Wall Street was up again at 5am when I bounded out of bed (yes, I know, it’s a tough life but someone has to do it!). However, a rising market makes it all worth it and while I have been putting it down to the Trump-o-party effect, my buddy Charlie Aitken says I should be thanking the Chinese.
In case you missed it, the Chinese authorities have been stimulating their economy and economic data has largely said the economy is growing better than doomsday merchants were predicting. Of course, they question the Chinese Statistician, who is probably the most maligned professional in the world!

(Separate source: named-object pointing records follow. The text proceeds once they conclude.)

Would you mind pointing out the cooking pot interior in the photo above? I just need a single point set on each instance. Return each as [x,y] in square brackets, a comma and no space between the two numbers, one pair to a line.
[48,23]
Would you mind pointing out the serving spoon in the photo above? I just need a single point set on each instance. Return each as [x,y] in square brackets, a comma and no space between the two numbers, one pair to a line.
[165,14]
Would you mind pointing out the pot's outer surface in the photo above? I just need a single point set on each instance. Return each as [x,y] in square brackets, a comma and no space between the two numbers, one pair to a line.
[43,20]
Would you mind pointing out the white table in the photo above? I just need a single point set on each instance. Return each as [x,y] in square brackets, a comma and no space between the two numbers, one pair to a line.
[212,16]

CNBC calculates that the Oracle of Omaha, Warren Buffett, has profited $US4.3 billion since the stocks’ party started post-election on November 9 and they think it’s primarily the Trump effect.

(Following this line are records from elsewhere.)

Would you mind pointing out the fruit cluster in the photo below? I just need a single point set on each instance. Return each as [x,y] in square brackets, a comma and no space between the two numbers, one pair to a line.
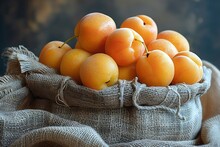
[104,53]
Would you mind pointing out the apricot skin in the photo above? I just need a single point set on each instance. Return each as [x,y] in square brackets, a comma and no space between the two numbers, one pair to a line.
[163,45]
[99,71]
[177,39]
[127,72]
[125,46]
[188,68]
[155,69]
[71,62]
[144,25]
[51,54]
[92,31]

The KBW Nasdaq Bank Index is up 13.5% and I have to say that I can’t see the direct link between China and bank stocks but I can see the Trump ‘deposit’ that has lifted the outlook for financials.

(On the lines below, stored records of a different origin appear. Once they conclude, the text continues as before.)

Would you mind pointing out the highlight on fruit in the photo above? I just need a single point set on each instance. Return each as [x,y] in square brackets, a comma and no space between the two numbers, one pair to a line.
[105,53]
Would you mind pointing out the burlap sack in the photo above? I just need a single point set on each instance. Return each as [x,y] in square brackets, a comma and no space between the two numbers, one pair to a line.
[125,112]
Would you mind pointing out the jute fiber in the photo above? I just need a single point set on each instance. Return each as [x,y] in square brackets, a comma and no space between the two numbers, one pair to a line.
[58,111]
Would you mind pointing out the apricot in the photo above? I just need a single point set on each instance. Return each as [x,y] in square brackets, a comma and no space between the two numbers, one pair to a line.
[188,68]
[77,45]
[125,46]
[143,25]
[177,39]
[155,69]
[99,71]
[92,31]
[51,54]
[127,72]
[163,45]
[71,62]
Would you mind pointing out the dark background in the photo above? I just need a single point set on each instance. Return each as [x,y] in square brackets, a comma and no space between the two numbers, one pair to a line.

As the story goes, Trump will ease up on regulation of the banks, though there was an appetite for that even before the election, as many thought impositions on banks were hurting their willingness to lend. That said, the notion of DT as the 45th President of the USA has turbo-charged those expectations of less bank regulation. Also, it’s thought that Trump will bring more economic growth, inflation and higher interest rates, which all help banks’ bottom lines.
This one-year chart for the Bank of America, which Buffett is long on, shows the Trump effect with the takeoff of the share price in November.
Source: Yahoo!7 Finance
This chart shows a big spike after the election but it also shows US banks have been on a rising trend right over the election year, after we got over the big sell off in January/February.
Charlie’s argument makes more sense for commodities and, say, BHP’s share price.
Source: Yahoo!7 Finance
Once again, its share price has been on a surge since the same time as the banks and this had nothing to do with Donald, unless bank investors knew something just about no-one else knew.
Certainly, I’ve been arguing that the comeback of commodity prices had to be linked to a number of obvious things. Firstly, there had been over-selling, as always happens. Secondly, the big miners have ripped their costs down, with BHP’s cost of a tonne of ore now down to around $14. In 2013, it was around $25. And thirdly, the outlook for the world economy had to be getting better and China is the main driver of that demand.
Recently, we saw Japan (a serial low grower) come in with a 2.2% growth number and the collective Purchasing Managers Index (or PMI) for the world hit an 11-month high. So something was cooking before Donald got the gig.
Helping Charlie’s argument, to a certain extent, is the Hellenic Shipping News (yes I read it!), which shows the index has risen four times since February.
This tracks stuff shipped by boats and is a pretty good forward indicator. The only problem for Charlie is that it too really spiked on Donald’s win but as you can see, it has been rising like the Bank of America’s share price (shown previously) over most of 2016.
To rub salt into Charlie’s wounds, the UK’s Telegraph has the headline: “Baltic Dry index surges to two-year high on Trump’s infrastructure plans as pound spikes above $1.25.”
At this stage, Buffett has not acknowledged Trump but maybe he should, given what CNBC’s Jeff Cox revealed. “Warrants that Buffett purchased back in 2011, giving him the rights to buy 700 million Bank of America shares for $7.14, also have surged in value as the stock has jumped 15 per cent. The total increased value is about $3 billion, putting his take at more than $11 billion in the post-election period.”
To steal lyrics from Billy Joel, there’s a good case to make that Donald “didn’t start the fire”, as it had already started for bank and commodity stocks. However he certainly has got some of his beloved oil and coal and put a heap of it on that fire!
Personally, I don’t care why stocks are on the rise (well, I do really and that’s why I’ve written this piece). I mainly care that they’re doing what I predicted. And I have copped some criticism from ‘experts’ along the way.
It’s a tough job being a stocks optimist but someone in the media has to do it!